There you have it: not one but two dinners made out of condiments. I ate both of these dinners last week, and I feel GREAT and kind of weak and tired.
I went to the store the other night because I wanted a pizza, but then I thought “I should buy groceries, too.” I am very responsible! So I bought a bag of sliced mushrooms and a bottle of wine.
Did you know it’s hard to cook with only a bag of mushrooms?
I planned poorly. But I still had part of an onion in the fridge – remember when I sliced my finger chopping it last week?? It’s the same onion, but it’s probably still fine. Those were the backbones for what I’m going to go ahead and call a curry.
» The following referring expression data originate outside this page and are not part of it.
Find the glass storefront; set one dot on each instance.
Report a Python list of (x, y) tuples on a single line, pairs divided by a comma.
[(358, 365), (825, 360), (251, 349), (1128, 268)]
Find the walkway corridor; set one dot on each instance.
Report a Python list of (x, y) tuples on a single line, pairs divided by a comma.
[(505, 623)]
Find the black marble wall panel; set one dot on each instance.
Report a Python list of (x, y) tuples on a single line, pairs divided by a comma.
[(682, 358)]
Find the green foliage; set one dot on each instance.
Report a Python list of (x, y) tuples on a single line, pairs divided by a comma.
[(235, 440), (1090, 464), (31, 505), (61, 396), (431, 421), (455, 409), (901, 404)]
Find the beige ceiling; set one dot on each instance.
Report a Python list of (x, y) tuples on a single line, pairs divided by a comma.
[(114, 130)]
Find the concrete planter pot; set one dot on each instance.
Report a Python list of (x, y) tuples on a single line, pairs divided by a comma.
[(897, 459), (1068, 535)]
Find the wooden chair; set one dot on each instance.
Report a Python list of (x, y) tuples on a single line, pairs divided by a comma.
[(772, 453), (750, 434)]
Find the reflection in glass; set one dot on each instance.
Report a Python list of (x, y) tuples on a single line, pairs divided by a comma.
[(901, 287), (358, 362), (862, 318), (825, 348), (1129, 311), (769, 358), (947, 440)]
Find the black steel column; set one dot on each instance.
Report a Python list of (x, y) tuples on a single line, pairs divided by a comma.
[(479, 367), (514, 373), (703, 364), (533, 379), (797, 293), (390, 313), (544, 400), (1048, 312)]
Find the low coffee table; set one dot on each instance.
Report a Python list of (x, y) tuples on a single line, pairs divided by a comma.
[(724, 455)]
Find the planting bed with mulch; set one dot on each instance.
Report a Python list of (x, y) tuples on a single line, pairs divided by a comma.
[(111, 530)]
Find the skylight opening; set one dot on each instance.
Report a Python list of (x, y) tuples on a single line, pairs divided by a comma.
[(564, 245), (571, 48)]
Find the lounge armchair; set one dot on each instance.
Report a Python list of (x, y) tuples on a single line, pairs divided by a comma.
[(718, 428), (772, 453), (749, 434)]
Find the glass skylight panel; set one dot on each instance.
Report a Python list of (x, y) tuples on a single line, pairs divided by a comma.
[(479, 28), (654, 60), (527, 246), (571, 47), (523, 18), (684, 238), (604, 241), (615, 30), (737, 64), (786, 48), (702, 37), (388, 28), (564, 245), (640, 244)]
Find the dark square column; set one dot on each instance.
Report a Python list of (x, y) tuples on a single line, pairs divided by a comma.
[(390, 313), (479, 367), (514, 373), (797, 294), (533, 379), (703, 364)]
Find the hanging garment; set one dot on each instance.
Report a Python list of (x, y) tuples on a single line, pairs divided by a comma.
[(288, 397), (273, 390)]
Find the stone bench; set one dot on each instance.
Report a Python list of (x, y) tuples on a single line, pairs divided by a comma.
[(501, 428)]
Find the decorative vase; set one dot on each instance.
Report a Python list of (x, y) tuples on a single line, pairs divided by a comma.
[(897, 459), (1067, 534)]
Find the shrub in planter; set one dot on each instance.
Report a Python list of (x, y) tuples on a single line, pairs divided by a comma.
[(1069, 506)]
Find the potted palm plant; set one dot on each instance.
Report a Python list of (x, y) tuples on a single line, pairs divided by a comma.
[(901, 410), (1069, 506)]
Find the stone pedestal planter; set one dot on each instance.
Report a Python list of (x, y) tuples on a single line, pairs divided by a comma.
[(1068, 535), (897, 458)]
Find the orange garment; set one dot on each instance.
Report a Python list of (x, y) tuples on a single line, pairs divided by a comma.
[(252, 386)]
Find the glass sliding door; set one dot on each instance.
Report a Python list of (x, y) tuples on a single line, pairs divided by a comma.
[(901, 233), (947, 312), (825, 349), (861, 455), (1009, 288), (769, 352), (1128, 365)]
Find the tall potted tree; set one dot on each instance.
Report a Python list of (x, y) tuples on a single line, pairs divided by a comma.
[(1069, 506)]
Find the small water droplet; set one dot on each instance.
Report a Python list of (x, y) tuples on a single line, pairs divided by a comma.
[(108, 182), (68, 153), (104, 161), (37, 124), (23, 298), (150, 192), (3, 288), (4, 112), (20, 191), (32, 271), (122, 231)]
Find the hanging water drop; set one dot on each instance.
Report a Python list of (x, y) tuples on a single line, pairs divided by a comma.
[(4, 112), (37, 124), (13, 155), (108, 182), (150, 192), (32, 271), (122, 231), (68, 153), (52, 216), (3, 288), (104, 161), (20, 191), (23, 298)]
Mushrooms, Onion (sliced), Can of diced tomatoes, Can of corn, Curry powder, Cumin, Garlic (all measurements are imaginary)
Mix together in pan over heat. End of instructions.
It tasted pretty good! Calling it curry is really a stretch, and putting it over rice would probably improve it a lot. Maybe we’d call it a stew? But there’s one thing I know I’d call it: a success 🙂
If you’re like me, you often look around two weeks after a grocery trip and see that you still have weird odds and ends left in the fridge. None of them are appetizing, but they do exist. I found myself in that situation tonight, and let me fill you in on a little secret. I want to stress that no company is paying me to tell you this. The secret is:
Throw everything in a skillet and douse it in garlic salt.
Easy, right? Beyond the existential hurdle of making it into the kitchen in the first place, despite knowing that no matter how much you eat, you’ll soon be hungry again…YES! It’s so easy. Tonight I used chopped onions, the tail end of a bag of spinach, and leftover quinoa. I threw them in a skillet, and doused it in garlic salt.
Was it good? No. Did it have flavor? Yes, a few of them in fact. Was it dinner? Technically, yes. I’m still hungry, but aren’t we all kind of hungry, really?
Last night, I wanted to eat something. I wanted to cook, but I didn’t have the energy to cook. Here’s a perfectly functional recipe for something in the vaguely Mediterranean family kind of.
an amount of onion
brown rice/quinoa blend
3 or 4 grape tomatoes
To make this totally acceptable wrap, you’ll want to start by warming the tortilla- I used a regular tortilla even though I meant to get the extra soft ones because they’re spongey and they make me feel safe. This recipe works best if you forget you put the tortilla in the toaster oven, so it comes out far too hot and then brittles itself into a crunchy crisp.
Next, slather hummus onto the tortilla. Any amount will do. Slice an arbitrary amount of onions (best if it’s enough to overpower the whole dish), taking extra care to forego a cutting board and slice your thumb with a serrated knife in the process.
Pause to rinse the blood off yourself and the onion.
Then, add 1/4 cup (maybe? that sounds like a nice measurement?) of instant quinoa/brown rice blend. Throw on some mozzarella cheese because hey, it was in the fridge. Top it off with some fresh spinach. And don’t forget, grape tomatoes are another thing you can slice without a cutting board. So why not nick your thumb just one more time for good measure?
Verdict: This was okay. It tasted a little weird, and that was probably the mozzarella. But if I ordered it at a restaurant, I wouldn’t send it back. I also wouldn’t go back to that restaurant.